The commissioning of the port of the provincial capital will allow many businesses do without trucks to get their production, with a major cost reduction.
After overcoming numerous obstacles, Misiones has obtained the authorization rent a tugboat flying the Bolivian flag so that the Paraná River once again becomes an option to take production out of the province.
In this first trip, 40 containers will go down the river with cellulose pulp from Arauco Argentina, tea produced by Finlays/Casa Fuentes and El Vasco and wood industrialized by the Pindó forestry company. The cargo will leave next week with destination at the port of Rosario and from there to Montevideowhere it will pass to overseas vessels, according to the route established by the MSC shipping company.
The president of the Economic Federation of Misiones, Guillermo Fachinello, has tried to bring tranquility to the sector linked to land transport. “The trucks will continue to operatebut this mode will allow us to lower costs a lot, which is what we need in this context,” said the timber entrepreneur.
The port, christened “Lieutenant of the Navy Eliana María Krawczyk” in honor of only officer who died in the sinking of the submarine ARA San Juanin 2017, it obtained the authorization to operate in 2019, but after failed tenders for the search for an operator, the provincial government decided to take charge of putting it into operation.
The president of the provincial council of Port Administration, Ricardo Babiak, called the event “a great moment for the provincial logistics, for exporters and for the private sector as a whole”, stating that the operation of the port will generate new jobs Work.

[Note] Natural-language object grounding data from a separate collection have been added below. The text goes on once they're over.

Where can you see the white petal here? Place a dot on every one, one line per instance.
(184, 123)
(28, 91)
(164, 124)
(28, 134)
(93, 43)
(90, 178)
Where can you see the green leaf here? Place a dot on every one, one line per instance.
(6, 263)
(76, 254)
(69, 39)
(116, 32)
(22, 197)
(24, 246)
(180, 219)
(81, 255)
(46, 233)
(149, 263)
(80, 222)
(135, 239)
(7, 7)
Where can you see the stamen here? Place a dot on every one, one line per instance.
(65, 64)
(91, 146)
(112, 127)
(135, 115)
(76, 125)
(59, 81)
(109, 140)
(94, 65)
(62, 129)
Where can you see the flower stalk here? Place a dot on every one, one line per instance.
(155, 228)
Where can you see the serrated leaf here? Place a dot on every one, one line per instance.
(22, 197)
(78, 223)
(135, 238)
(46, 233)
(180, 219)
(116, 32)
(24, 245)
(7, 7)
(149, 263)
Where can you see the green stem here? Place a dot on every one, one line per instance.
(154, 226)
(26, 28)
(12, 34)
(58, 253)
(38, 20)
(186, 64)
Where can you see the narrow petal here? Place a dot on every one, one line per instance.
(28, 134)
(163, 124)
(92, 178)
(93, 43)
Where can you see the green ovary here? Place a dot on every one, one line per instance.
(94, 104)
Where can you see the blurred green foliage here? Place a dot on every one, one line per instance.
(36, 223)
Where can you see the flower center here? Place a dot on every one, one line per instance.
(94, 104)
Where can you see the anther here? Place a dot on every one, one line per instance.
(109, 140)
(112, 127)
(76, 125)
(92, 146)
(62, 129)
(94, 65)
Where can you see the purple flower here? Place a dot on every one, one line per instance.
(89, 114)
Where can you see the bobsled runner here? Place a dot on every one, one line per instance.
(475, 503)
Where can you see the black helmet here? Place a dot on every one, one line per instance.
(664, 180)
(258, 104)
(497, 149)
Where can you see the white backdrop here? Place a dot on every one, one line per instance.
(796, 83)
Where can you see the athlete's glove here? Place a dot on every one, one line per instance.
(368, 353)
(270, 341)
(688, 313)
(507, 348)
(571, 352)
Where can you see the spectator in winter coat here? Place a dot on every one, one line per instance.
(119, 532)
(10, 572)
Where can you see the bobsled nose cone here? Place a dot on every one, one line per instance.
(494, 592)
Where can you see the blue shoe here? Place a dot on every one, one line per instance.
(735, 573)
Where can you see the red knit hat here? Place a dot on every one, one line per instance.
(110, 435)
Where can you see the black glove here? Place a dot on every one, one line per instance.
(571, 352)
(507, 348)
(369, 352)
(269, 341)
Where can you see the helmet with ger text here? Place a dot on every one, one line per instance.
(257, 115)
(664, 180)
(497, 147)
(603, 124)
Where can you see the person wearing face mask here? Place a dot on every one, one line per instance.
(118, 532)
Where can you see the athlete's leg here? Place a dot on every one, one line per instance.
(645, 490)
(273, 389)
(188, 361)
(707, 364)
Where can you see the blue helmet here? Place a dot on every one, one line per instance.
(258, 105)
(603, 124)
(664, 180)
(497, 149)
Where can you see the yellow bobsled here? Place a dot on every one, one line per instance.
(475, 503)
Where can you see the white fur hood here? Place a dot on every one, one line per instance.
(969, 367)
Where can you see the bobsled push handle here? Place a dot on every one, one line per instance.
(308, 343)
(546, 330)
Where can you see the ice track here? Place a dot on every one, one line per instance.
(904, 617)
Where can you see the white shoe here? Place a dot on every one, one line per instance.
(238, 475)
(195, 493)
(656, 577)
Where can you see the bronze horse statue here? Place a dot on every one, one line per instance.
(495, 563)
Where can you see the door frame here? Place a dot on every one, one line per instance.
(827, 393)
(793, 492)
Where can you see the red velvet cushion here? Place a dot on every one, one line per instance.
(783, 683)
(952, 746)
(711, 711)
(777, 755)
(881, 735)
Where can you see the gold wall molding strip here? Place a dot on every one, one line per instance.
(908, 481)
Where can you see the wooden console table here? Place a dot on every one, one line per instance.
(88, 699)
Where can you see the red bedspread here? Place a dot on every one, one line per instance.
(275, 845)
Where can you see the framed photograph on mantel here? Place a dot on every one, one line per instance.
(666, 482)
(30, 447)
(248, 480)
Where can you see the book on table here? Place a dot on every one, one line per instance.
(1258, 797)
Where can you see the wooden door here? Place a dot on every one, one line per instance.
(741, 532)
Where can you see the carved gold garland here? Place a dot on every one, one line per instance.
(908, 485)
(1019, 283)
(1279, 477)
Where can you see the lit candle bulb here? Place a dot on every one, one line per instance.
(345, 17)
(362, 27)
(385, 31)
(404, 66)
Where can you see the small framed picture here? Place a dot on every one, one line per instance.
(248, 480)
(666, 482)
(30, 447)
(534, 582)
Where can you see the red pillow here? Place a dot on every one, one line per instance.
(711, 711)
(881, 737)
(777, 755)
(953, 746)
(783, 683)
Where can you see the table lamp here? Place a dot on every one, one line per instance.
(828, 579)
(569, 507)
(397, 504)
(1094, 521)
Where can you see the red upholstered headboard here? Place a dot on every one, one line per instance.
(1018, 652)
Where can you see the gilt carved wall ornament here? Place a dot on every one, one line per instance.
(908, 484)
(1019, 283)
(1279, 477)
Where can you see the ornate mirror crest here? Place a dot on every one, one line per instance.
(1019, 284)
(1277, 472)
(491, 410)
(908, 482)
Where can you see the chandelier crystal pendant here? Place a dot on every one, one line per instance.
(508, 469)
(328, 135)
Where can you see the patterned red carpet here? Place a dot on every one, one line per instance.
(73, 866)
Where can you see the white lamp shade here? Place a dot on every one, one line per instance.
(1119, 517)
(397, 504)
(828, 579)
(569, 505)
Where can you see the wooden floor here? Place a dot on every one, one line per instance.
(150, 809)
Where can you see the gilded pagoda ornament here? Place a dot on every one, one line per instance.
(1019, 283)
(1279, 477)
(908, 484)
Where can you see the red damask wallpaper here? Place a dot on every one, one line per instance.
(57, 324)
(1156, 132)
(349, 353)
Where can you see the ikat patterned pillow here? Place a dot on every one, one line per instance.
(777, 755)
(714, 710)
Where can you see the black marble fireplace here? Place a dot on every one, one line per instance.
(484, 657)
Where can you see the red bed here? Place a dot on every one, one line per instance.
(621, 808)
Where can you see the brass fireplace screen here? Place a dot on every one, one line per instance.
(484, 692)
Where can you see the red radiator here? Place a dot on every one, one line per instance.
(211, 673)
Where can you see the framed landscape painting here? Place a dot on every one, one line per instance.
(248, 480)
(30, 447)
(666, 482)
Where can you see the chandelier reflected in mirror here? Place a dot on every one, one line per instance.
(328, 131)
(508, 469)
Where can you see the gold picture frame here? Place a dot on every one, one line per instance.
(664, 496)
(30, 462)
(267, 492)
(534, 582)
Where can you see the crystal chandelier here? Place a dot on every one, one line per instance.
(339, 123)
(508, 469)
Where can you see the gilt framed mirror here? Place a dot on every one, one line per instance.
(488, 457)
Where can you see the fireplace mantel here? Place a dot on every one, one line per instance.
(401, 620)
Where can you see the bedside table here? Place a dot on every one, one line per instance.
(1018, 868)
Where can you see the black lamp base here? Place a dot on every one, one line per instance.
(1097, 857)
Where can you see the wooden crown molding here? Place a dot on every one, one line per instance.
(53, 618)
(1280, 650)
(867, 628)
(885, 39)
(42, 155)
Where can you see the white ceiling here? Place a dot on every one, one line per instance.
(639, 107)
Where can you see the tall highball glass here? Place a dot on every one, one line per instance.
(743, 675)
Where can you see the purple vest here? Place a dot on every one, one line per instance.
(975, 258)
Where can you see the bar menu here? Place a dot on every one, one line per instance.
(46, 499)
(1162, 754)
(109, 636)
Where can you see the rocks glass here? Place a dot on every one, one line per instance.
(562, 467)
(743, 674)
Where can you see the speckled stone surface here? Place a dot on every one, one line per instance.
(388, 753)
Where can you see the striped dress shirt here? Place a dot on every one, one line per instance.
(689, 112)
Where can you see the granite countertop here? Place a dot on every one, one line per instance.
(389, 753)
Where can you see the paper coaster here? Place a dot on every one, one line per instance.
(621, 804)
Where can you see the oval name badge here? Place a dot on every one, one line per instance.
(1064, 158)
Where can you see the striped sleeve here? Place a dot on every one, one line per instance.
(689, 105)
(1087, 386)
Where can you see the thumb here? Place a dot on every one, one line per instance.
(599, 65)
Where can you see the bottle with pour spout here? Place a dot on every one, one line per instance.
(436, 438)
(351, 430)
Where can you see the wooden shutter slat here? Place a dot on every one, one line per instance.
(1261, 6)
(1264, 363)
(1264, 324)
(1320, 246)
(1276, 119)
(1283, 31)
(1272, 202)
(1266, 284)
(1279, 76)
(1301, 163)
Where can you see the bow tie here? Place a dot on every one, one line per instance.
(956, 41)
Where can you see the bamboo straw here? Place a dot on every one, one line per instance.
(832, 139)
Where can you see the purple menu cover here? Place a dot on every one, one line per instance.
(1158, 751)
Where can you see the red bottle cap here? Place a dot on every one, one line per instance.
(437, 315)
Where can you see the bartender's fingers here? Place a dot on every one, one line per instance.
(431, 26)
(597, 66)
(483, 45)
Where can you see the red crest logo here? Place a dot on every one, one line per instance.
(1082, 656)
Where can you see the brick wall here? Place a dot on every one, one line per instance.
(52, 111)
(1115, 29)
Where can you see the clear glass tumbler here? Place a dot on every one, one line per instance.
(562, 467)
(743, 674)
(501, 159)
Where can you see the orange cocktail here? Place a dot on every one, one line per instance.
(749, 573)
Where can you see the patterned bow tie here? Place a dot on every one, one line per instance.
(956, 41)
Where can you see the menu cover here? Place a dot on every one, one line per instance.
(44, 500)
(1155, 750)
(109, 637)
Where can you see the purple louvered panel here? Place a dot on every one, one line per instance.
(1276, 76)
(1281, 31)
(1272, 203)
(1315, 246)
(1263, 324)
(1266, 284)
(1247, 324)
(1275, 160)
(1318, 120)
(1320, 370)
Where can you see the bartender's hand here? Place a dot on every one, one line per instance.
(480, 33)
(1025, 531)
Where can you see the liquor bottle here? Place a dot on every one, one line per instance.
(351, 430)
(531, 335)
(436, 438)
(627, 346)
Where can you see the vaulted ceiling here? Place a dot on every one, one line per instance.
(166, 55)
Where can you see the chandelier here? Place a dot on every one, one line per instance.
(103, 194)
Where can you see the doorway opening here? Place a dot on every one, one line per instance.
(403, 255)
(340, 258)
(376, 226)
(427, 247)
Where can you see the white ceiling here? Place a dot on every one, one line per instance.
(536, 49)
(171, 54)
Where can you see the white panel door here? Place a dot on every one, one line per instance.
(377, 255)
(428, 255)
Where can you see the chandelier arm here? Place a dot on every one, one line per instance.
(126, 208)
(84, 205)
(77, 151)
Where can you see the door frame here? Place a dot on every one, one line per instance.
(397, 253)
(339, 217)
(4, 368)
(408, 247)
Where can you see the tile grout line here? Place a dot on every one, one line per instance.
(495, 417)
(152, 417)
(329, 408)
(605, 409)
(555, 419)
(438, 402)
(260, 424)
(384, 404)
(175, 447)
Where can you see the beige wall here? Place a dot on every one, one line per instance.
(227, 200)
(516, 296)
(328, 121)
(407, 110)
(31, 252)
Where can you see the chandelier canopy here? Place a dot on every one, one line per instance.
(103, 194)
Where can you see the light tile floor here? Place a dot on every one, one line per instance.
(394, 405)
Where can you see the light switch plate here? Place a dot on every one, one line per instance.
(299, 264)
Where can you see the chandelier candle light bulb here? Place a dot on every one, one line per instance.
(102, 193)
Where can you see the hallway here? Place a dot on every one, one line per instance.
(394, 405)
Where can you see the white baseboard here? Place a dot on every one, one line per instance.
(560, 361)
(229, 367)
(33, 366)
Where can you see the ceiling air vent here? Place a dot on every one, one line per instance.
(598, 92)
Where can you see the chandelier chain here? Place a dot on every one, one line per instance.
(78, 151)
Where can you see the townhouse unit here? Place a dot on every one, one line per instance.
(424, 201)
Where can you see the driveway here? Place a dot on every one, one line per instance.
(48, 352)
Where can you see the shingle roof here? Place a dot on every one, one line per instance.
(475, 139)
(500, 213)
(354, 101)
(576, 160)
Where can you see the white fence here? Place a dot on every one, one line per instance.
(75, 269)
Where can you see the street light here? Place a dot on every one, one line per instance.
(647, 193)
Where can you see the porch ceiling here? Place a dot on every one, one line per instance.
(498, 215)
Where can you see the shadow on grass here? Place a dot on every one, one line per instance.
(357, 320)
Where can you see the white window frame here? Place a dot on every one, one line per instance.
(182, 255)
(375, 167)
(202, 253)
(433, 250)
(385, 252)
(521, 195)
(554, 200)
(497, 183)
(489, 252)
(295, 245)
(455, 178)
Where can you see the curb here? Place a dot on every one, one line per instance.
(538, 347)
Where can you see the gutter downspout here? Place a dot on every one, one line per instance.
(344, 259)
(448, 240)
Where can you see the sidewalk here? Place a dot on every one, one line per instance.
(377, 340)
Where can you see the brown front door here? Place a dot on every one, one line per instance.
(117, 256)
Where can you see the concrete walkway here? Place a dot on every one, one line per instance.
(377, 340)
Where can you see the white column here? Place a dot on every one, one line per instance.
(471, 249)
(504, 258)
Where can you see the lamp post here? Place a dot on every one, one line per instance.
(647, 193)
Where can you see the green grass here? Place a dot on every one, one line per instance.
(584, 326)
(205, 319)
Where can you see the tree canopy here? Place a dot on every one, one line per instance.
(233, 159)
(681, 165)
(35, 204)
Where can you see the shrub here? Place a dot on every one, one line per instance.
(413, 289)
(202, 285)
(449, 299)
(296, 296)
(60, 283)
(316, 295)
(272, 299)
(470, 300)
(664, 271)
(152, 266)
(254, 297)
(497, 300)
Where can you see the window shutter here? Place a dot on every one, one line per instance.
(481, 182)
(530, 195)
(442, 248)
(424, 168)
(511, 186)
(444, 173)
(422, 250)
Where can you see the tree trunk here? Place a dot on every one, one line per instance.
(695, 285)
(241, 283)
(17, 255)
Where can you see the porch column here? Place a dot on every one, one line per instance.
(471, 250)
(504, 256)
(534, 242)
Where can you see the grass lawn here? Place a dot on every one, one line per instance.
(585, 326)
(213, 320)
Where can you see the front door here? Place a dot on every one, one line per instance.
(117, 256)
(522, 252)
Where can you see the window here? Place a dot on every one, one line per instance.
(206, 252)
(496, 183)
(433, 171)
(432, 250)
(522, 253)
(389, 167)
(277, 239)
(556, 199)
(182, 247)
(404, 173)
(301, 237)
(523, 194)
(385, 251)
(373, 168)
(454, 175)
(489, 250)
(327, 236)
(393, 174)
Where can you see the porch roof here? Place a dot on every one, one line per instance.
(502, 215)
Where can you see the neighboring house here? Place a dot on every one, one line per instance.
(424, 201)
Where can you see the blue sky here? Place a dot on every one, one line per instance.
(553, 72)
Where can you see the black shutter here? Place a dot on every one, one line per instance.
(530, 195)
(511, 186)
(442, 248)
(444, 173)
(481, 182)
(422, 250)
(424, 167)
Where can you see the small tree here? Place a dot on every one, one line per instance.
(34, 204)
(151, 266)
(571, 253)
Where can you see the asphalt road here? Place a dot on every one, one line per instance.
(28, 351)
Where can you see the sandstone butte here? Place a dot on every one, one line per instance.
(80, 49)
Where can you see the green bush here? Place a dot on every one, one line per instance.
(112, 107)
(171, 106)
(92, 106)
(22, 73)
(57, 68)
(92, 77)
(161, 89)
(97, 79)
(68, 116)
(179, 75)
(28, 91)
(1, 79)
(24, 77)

The tug Carolina and the two barges with the 40 containers took ten days to sail up the Paraná River from Rosario. This Monday around 17:00 they docked in the port of the provincial capital and a few minutes later the container unloading operations began.
Babiak explained that the next step to the port is the authorization of a tax warehouse so that it can operate “with other products that are made in the province and that are exported” but on a smaller scale. “When we have tax warehousing enabled, we will be able to consolidate these products in our port,” she explained.
The official said the new port will generate “a spillover of benefits that has just begun and will gradually become visible” and that it will also reach other sectors of the local economy.
Regarding the operation, he argued that “we want our convoy to go to Rosario every fortnight and go all the way around with the containers, without having to wait days to unload, fill the containers and load, as it will do in these first trips. ” and she valued it by the middle of this year it will work like this.